Berlin. Bis tief in die Nacht hinein berät die SPD-Spitze. Der um eine Regierungsbildung bemühte Bundespräsident Frank-Walter Steinmeier hat die Genossen zuvor zu Gesprächen mit der Union aufgefordert. Man ist in der Zwickmühle. Irgendwann gibt es drinnen im Willy-Brandt-Haus Pizza. Und draußen Gerüchte. Wurde Parteichef Martin Schulz intern zum Rücktritt aufgefordert? „Alles Käse“, sagt SPD-Vorstandsmitglied Heiko Maas. Am nächsten Tag tritt Schulz vor die Presse. Die Miene ist ernst, der Tonfall staatstragend. „Deutschland ist in einer komplizierten Lage“, sagt Schulz (was man auch über seine SPD behaupten kann).

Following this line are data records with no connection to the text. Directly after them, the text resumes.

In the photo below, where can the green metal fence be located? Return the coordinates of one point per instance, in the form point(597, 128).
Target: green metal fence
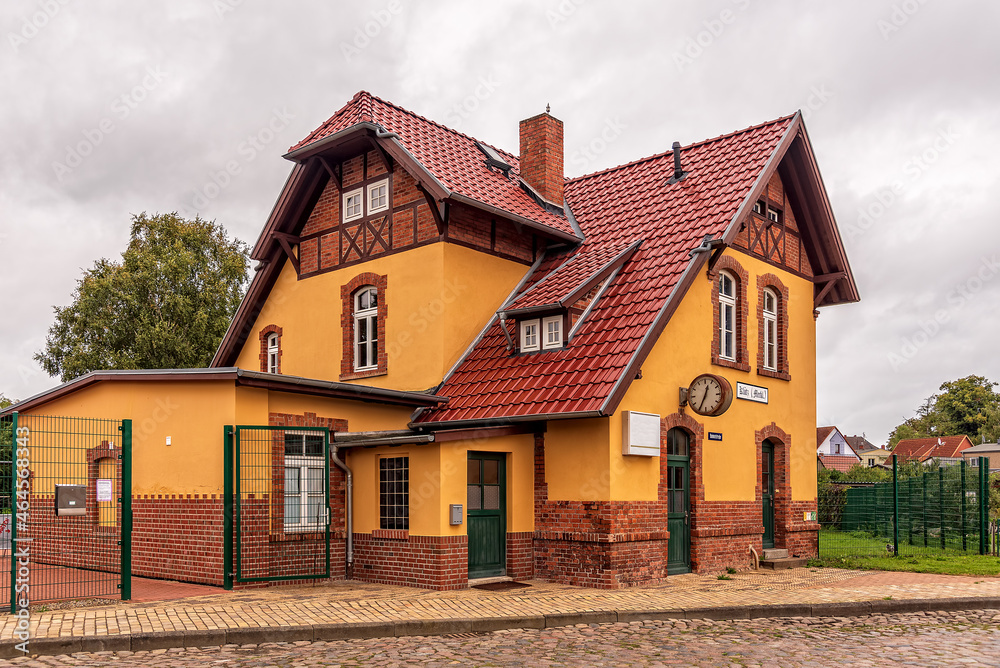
point(277, 494)
point(66, 497)
point(935, 511)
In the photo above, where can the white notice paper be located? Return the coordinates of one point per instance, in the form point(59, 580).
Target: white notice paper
point(105, 487)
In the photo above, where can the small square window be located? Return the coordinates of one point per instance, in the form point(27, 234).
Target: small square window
point(378, 196)
point(529, 335)
point(353, 205)
point(552, 331)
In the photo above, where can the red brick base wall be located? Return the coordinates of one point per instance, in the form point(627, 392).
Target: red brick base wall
point(433, 562)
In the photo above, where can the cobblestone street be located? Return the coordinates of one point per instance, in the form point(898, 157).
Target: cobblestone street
point(914, 639)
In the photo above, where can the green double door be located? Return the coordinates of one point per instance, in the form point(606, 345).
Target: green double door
point(767, 492)
point(487, 514)
point(678, 502)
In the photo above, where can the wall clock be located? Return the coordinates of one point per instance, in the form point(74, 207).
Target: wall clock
point(708, 394)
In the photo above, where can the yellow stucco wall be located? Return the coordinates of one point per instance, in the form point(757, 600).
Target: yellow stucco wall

In den vergangenen Tagen hätten ihn „viele besorgte Anrufe unserer europäischen Freunde erreicht“, so Schulz. Er habe allen versichert, dass sich die SPD ihrer Verantwortung bewusst sei – „vor allem auch für Europa“. Es ist die Ouvertüre für den Schwenk, der ein paar Sätze später folgt, als Schulz ankündigt, der Einladung des Bundespräsidenten zu Gesprächen mit anderen Parteichefs „selbstverständlich“ zu folgen.
Kein Wort mehr über das kategorische Nein zu einer Großen Koalition (GroKo), das Schulz noch am am Montag an selber Stelle, im Willy-Brandt-Haus, formuliert hat. Selbst Gegner der GroKo sollen damals den Kopf geschüttelt haben über das taktische Ungeschick des Parteichefs. Die SPD stand als Gesprächsverweigerer da, die den Bundespräsidenten brüskiert, der noch am selben Tag klarmachte, vor Neuwahlen alle anderen Optionen ausloten zu wollen.

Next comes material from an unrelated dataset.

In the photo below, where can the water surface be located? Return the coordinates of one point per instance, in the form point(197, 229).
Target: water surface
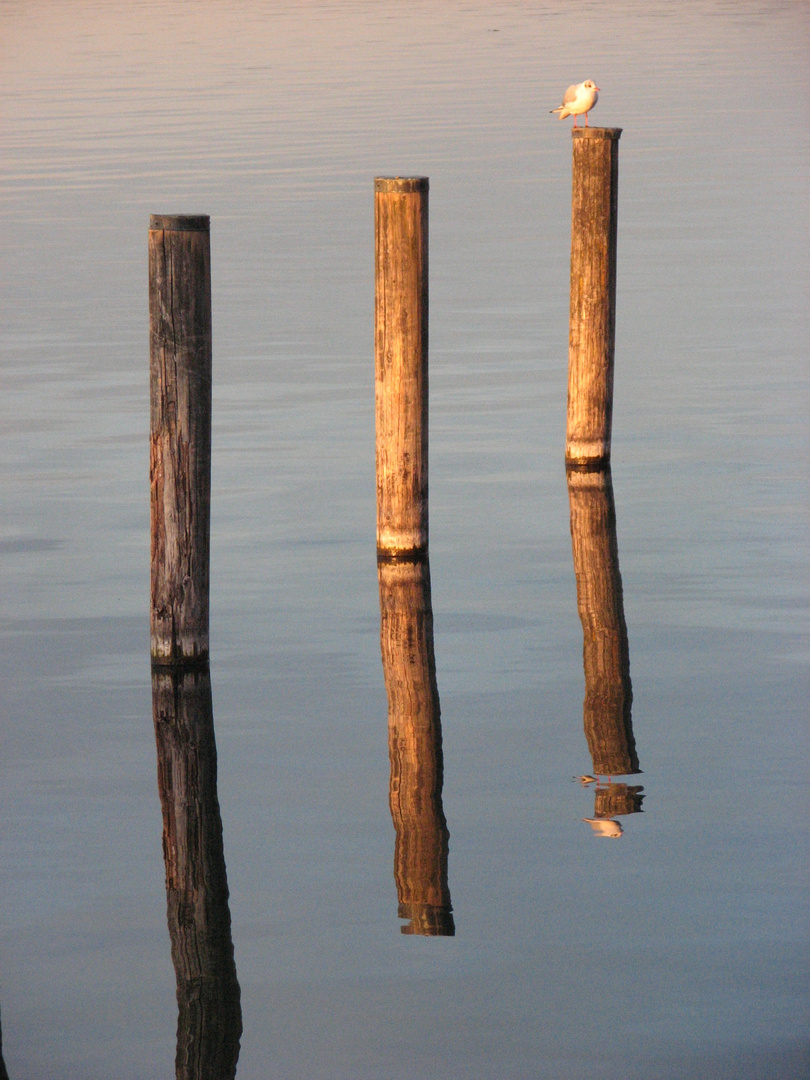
point(678, 948)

Seither sucht die Parteispitze einen Notausgang – und meint, ihn nun gefunden zu haben: „Falls die Gespräche dazu führen, dass wir uns in welcher Form und welcher Konstellation auch immer an einer Regierungsbildung beteiligen, werden die Mitglieder unserer Partei darüber abstimmen“, sagt Schulz. Die Basis soll entscheiden. Wie 2013.

Der Druck auf Schulz war zuletzt gestiegen. Intern wie extern. Alte SPD-Argumente gegen die Große Koalition waren kaum noch zu hören, darunter jenes, dass die rechte AfD dann die stärkste Oppositionsfraktion wäre und den Usancen nach den Vorsitz des mächtigen Haushaltsausschusses bekäme. In der öffentlichen Debatte ging auch unter, dass die Deutschen Umfragen zufolge eine Neuwahl und nicht die GroKo präferieren, Zugleich wurde Deutschland zur Gerüchteküche – in Berlin, aber auch in München, wo voreilig das Ende von Horst Seehofer als Ministerpräsident vermeldet wurde. Stattdessen werden sich Schulz und Seehofer am Donnerstag im Schloss Bellevue treffen. Auch Kanzlerin Angela Merkel wird da sein. Und Gastgeber Frank-Walter Steinmeier. Dann ist nichts mehr ausgeschlossen.

GroKo-Frage spaltet SPD

So war das nicht geplant. Am Wahlabend hatte Schulz den Gang in die Opposition angekündigt. Es gab Beifall, Gejohle. Der ansonsten glücklos agierende Parteichef schien diesmal die Stimmung in der SPD zu treffen: Nur nicht noch einmal in einer Koalition mit Merkel zerrieben werden! Doch dann platzten die Jamaika-Verhandlungen. In der SPD-Fraktion geht seither die Angst vor Neuwahlen um. Es gibt weder einen aussichtsreichen Spitzenkandidaten, noch eine Machtoption oder eine inhaltliche Linie. Manch Abgeordneter fürchtet bereits um sein soeben gewonnenes Mandat. Prinzipielle GroKo-Befürworter raten, die Zwangslage der Union auszunutzen und sich einen Regierungseintritt teuer abkaufen zu lassen – vom 12-Euro-Mindestlohn bis zur Bürgerversicherung. Auch Emmanuel Macrons Eurozonen-Pläne hätten plötzlich bessere Chancen.

Die SPD ist in der Koalitionsfrage tief gespalten. Die Jusos lehnten die GroKo gestern lautstark ab. „Koalition gut, SPD tot, das geht nicht“, findet auch Fraktionsvize Axel Schäfer. Die Basis sieht das mehrheitlich genauso. Sie ist das Machtzentrum von Schulz und soll ihn am 7. Dezember für zwei Jahre als Parteichef bestätigen. Bis dahin muss Schulz versuchen, die Mitglieder behutsam „mitzunehmen“, wie es heißt – auf welchen Kurs auch immer. „Es gibt keinen Automatismus in irgendeine Richtung“, sagt Schulz. Diesmal darf man ihn wohl beim Wort nehmen.